Expansion et diversité floristique des mangroves lors des maxima thermiques

Résultat scientifique Terre Solide

Les végétaux peuplant les mangroves sont d’excellents indicateurs de l’expansion latitudinale des milieux tropicaux. Dans le prolongement de notre découverte au Pôle Nord d’une mangrove exclusivement peuplée par le palétuvier Avicennia entre 56 et 40 millions d’années1 , nous avons recherché comment la diversité floristique des mangroves s’était déployée lors des trois maximas thermiques des 60 derniers millions d’années. Pour répondre à cet objectif, nous avons extrait, identifié et dénombré les grains de pollen de dix-huit dépôts sédimentaires (forages et affleurements) distribués du Nord au Sud en Atlantique et en Méditerranée en fonction de leur paléolatitude, datant respectivement de 56 Ma (Paleocene-Eocene Thermal Maximum, PETM), 54-49 Ma (Early Eocene Climatic Optimum, EECO) et 17-14 Ma (Mid-Miocene Climatic Optimum, MMCO). Deux seuils latitudinaux ont été mis en évidence à l’Eocène inférieur, vers 65-70°N et 35°N, qui délimitaient trois types de mangroves similaires aux mangroves actuelles : au Nord, une mangrove constituée seulement par le genre Avicennia ; en situation intermédiaire, une mangrove modérément diversifiée mais numériquement chétive ; au Sud, une mangrove très diversifiée et dense. Ces seuils paléogènes correspondent à des inflexions dans les températures de surfaces terrestre et marine, peut-être dues à des différences d’insolation.

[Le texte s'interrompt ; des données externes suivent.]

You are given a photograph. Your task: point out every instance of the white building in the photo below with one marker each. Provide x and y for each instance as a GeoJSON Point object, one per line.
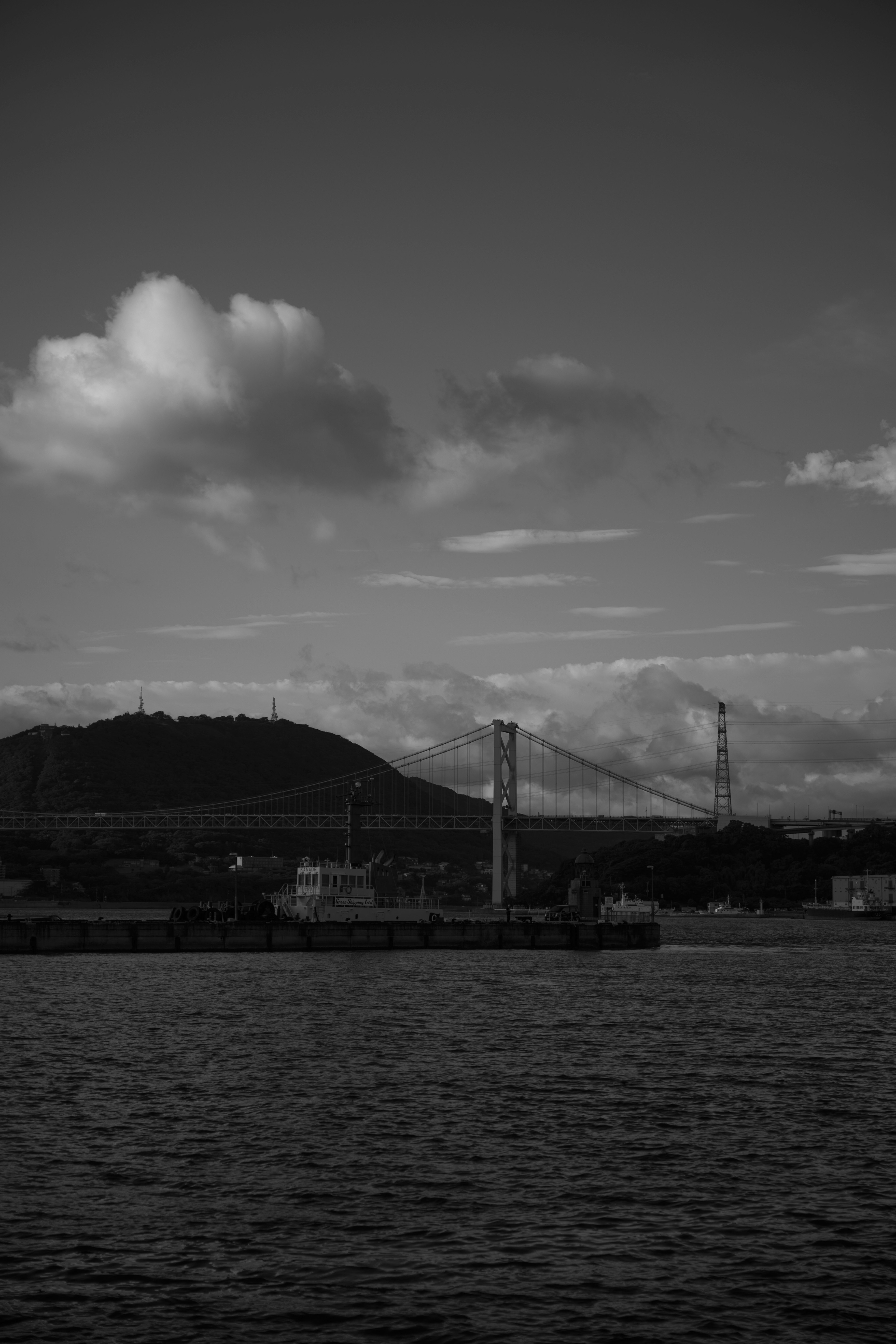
{"type": "Point", "coordinates": [875, 890]}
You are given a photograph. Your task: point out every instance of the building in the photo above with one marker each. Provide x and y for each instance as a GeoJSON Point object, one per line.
{"type": "Point", "coordinates": [871, 889]}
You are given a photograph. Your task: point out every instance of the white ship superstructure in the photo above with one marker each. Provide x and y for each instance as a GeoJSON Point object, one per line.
{"type": "Point", "coordinates": [331, 890]}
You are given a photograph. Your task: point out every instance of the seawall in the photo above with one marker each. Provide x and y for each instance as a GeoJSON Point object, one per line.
{"type": "Point", "coordinates": [54, 937]}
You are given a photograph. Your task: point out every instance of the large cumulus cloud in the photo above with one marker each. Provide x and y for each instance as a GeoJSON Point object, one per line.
{"type": "Point", "coordinates": [181, 406]}
{"type": "Point", "coordinates": [198, 409]}
{"type": "Point", "coordinates": [874, 472]}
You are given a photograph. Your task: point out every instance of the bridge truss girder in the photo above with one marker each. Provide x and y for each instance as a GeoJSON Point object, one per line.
{"type": "Point", "coordinates": [186, 820]}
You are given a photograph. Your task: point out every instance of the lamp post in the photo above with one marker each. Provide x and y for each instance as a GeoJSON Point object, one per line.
{"type": "Point", "coordinates": [236, 858]}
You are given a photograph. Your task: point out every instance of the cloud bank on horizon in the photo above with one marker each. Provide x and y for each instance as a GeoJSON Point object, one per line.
{"type": "Point", "coordinates": [649, 720]}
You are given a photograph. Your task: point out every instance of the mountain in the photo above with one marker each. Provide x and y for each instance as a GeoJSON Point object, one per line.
{"type": "Point", "coordinates": [154, 761]}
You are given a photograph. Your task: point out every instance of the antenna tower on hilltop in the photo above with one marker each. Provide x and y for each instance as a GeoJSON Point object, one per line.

Aujourd’hui, la mangrove appauvrie à Avicennia parvient à s’extraire de 9° en latitude de la mangrove diversifiée, supportant des températures plus basses. A l’Eocène inférieur et au Miocène moyen, cette limite d’expansion latitudinale atteignait 10 à 15°, c’est-à-dire avec un écart latitudinal de même ordre ou légèrement supérieur à celui qui est observé actuellement. Nous montrons aussi que l’individualisation des deux provinces actuelles de mangroves (atlantique–est-pacifique et indo–ouest-pacifique) est intervenue progressivement à partir de l’Eocène moyen. Enfin, nos résultats paléobotaniques soutiennent l’hypothèse de l’origine téthysienne des mangroves par rapport à une origine supposée en Asie du Sud-Est fondée sur leur diversité floristique actuelle.

  • 1https://www.insu.cnrs.fr/fr/cnrsinfo/une-mangrove-au-pole-nord-il-y-50-millions-dannees
Les trois types de mangroves à l’Eocène inférieur définis selon leur diversité floristique et l’abondance relative de leurs grains de pollen dans les dépôts sédimentaires situés sur la carte paléogéographique.© S.-M. Popescu

Pour en savoir plus

Mangrove distribution and diversity during three Cenozoic thermal maxima in the Northern Hemisphere (pollen records from the Arctic–North Atlantic–Mediterranean regions)

Popescu S.-M., Suc J.-P., Fauquette S., Bessedik M., Jiménez-Moreno G., Robin C., Labrousse L., 2021. Journal of Biogeography, 48, 2771-2784.

L’équipe collaborative à l’origine de ce travail, conduite par un chercheur d’une PME, inclut quatre scientifiques rattachés à l’INSU et deux chercheurs étrangers.